Reknowned Iranian auteur, Abbas Kiarostami, has made his first non-Farsi feature, CERTIFIED COPY. The movie plays as a two-hander between Juliette Binoche, who won an award at Cannes for her performance in the film, and opera-singer William Shimmel, who makes his feature debut. He plays an English author called James Miller, in Italy to promote his book. Its central idea is that copies are as valuable as originals - and indeed, that all originals, in art, are essentially copies of the real-life model anyway. Pulled away from his lecture, Binoche's character leaves a note inviting him to meet the next day. She is a fan - he has to sign many copies of his book for her - but then again, she doesn't seem to agree with his central thesis. The opening half hour sees them argue of the nature of worth and beauty. She is fan - nervous, following his direction - and he seems irritated, spending time with her merely to pass time. The movie is hard to engage with - the conversation is too dry, too stilted - maybe a fault of the translation? The only thing that held my attention was the recognition of familiar Kiarostami tropes - conversations in cars, mobile phones interrupting conversations, the inability to communicate. The movie seems strange, disconcerting, and rather boring - but was this deliberate - the calm before the storm?

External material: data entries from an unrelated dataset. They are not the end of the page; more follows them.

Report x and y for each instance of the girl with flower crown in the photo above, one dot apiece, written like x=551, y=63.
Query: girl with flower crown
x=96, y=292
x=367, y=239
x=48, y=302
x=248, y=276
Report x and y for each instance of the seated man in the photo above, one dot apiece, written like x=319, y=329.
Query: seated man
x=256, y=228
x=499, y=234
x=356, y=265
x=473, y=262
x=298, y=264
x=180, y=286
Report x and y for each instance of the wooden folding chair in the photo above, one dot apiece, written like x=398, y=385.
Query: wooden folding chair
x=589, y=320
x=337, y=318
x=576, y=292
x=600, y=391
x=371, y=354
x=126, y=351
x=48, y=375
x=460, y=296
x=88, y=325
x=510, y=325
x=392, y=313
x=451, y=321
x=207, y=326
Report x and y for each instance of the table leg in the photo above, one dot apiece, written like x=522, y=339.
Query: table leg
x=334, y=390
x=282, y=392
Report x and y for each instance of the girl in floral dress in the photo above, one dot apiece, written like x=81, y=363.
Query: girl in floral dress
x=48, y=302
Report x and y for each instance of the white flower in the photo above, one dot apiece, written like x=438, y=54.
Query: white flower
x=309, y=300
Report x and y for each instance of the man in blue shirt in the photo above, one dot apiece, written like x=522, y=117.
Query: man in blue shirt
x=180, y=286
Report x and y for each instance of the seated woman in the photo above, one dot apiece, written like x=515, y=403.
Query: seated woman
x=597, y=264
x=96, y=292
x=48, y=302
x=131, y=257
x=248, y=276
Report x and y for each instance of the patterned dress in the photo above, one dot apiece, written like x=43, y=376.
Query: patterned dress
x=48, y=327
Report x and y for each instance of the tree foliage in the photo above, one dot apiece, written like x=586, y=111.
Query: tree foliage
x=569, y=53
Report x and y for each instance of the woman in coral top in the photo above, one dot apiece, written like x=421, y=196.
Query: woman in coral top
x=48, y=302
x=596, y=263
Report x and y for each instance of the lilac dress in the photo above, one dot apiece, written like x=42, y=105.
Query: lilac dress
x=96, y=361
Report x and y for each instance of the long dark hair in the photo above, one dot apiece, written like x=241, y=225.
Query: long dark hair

Something changes in the movie when the protagonists drive to a Tuscan hill-town and take a coffee. James describes the inspiration for the book - having observed a scene with a mother and son in Florence. He does not finish describing it, but it has a deep emotional impact on Binoche's character. Was she the mother? Why is she crying? Why does he callously get up to take a call regardless of her distress? We will never know - this just isn't that kind of film. The second occurrence in the cafe that shifts the gears of the film is that the proprietress mistakes them to be a married couple. Binoche's character falls in with the mistake, and soon James does too. The tension increases - the disquiet increases. By playing husband and wife without ever discussing why or whether too, they don't just flirt, or have moments of tenderness, but bicker and disagree. Binoche's character resents her husbands long absences and neglect of their teenage son. Using the man in front of her as a proxy - a copy - she vents her frustration and he responds in kind. The intensity of the exchange makes us wonder if they are really acting or if they were acting in the first part of the film - are they really husband and wife?
The film is hard to read - or rather there are many ways in which to read it. But what troubles me is that I can't read its success because even the performances are hard to pin down. Is William Shimmel a wooden actor - outclassed by Binoche? Or is he playing a character that's meant to be wooden, callous, emotionally avoidant? Is Binoche's performance bad because it occasionally veers into hamminess? Or is she playing a woman who is melodramatic, emotionally unstable, needy?
Overall, I found CERTIFIED COPY intellectually interesting but ultimately unsatisfying. I admired it more than enjoying it. It raised interesting questions about proxies and originals, and the difficulty of communication. But it also raised too many questions about the essential quality of the performances - and I suspect the answers would not be forgiving to either actor. So, overall, a noble failure, but far better to fail at something provocative and slipper than mundane.
CERTIFIED COPY played Cannes 2010 and was released in France, Italy and the Netherlands earlier this year. It is currently on release in the UK.